SJZ, Member, New York Bar / FreeAdvice Contributing Attorney

Answered 3 years ago | Contributor

In your state, vacation must only be paid out on termination if there was an employment contract, or *possibly* an employee handbook or manual which had no limitations on its enforceability (i.e. did not contain language to the effect of "nothing in the manual creates a contract of employment" or "polices subject to change" or "all employment is employment at will") and which stated clearly that vacation will be paid on termination of employment, since such a clear, unambiguous, and unrestricted policy statement can sometimes be held to create or establish a contract. In the absence, however, of any contractual obligation on the part of the employer to pay out vacation when employment ends, they are free to not do so--i.e. to either not pay you at all, or to pay you only so much as they may choose. Therefore, unless you have a contract, you cannot force them to pay out the rest of the vacation. Because vacation is not required, your state takes the line or stance that it only has to be paid out on termination if the employer agreed it would be.
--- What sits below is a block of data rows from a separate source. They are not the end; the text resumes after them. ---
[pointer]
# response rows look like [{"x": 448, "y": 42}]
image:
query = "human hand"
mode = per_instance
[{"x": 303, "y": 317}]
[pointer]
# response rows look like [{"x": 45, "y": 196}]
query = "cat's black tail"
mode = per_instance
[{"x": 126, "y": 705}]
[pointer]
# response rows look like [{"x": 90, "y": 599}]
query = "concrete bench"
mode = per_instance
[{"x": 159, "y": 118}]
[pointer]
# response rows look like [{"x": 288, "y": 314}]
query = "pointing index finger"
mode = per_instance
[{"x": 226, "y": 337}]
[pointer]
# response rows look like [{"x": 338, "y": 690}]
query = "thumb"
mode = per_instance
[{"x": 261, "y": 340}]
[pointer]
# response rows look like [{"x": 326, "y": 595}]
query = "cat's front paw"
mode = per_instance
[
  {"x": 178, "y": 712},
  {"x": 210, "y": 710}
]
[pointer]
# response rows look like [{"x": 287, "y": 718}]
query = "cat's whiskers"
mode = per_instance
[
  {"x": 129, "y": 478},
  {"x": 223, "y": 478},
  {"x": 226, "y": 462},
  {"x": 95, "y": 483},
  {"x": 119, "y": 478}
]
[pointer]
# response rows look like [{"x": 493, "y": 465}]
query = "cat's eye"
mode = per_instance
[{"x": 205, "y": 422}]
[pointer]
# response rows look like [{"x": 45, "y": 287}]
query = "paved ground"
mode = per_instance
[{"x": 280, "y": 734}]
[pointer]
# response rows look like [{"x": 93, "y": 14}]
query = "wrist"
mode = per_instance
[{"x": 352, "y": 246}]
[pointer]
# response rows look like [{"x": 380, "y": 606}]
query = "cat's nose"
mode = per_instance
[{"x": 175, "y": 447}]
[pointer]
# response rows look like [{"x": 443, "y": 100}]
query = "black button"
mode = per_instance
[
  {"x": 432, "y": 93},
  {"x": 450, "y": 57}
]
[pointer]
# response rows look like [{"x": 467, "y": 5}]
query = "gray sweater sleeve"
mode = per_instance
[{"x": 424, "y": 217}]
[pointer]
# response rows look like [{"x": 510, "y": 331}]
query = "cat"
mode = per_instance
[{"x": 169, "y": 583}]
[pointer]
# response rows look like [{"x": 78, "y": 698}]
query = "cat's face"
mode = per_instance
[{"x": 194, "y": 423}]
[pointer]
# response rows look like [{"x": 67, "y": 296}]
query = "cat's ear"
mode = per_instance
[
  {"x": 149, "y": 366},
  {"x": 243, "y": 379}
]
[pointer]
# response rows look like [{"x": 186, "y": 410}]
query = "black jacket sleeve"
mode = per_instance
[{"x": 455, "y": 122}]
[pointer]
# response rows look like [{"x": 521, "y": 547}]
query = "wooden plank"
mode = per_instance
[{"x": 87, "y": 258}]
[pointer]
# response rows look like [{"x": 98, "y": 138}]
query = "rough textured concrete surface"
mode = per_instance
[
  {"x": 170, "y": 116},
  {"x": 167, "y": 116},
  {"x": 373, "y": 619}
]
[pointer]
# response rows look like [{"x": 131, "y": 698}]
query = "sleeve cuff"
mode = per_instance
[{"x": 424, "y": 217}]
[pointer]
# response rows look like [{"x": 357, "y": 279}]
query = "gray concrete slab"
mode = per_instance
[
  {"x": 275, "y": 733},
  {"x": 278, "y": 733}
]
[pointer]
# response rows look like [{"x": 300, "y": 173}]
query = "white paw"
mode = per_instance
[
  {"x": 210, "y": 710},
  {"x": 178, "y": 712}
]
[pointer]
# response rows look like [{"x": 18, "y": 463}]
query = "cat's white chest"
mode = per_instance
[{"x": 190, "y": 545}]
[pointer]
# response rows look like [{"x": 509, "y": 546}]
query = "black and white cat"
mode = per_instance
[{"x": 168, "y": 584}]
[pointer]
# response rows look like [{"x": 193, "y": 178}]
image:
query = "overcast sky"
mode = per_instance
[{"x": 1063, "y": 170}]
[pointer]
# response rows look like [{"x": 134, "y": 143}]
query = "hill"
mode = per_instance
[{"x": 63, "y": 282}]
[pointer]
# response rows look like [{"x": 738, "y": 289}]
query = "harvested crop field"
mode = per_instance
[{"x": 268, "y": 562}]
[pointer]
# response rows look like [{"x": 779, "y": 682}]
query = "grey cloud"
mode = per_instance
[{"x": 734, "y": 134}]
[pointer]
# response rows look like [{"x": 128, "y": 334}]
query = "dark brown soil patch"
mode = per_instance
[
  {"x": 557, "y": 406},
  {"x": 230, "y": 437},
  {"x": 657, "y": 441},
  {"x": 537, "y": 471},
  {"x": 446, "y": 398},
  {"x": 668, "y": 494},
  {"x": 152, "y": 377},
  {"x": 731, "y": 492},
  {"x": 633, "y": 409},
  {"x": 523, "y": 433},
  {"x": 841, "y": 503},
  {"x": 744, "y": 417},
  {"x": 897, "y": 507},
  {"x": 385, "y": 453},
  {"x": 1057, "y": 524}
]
You could likely sue (e.g. in small claims court) for the expenses. The law generally holds that if you incurred the expenses for legitimate business purposes after being told (or shown, by prior practice) that they would be reimbursed, that forms a contract (e.g. an oral or unwritten one) that you will be repaid for the expenses you incur for work. You could therefore sue based on breach of contract for the money, and also based on "unjust enrichment"--the idea that they should not be allowed to be unfairly "enriched" by having you pay expenses for them, when you reasonably expected to be reimbursed and they knew you only incurred the expenses in expectation or anticipation of reimbursement.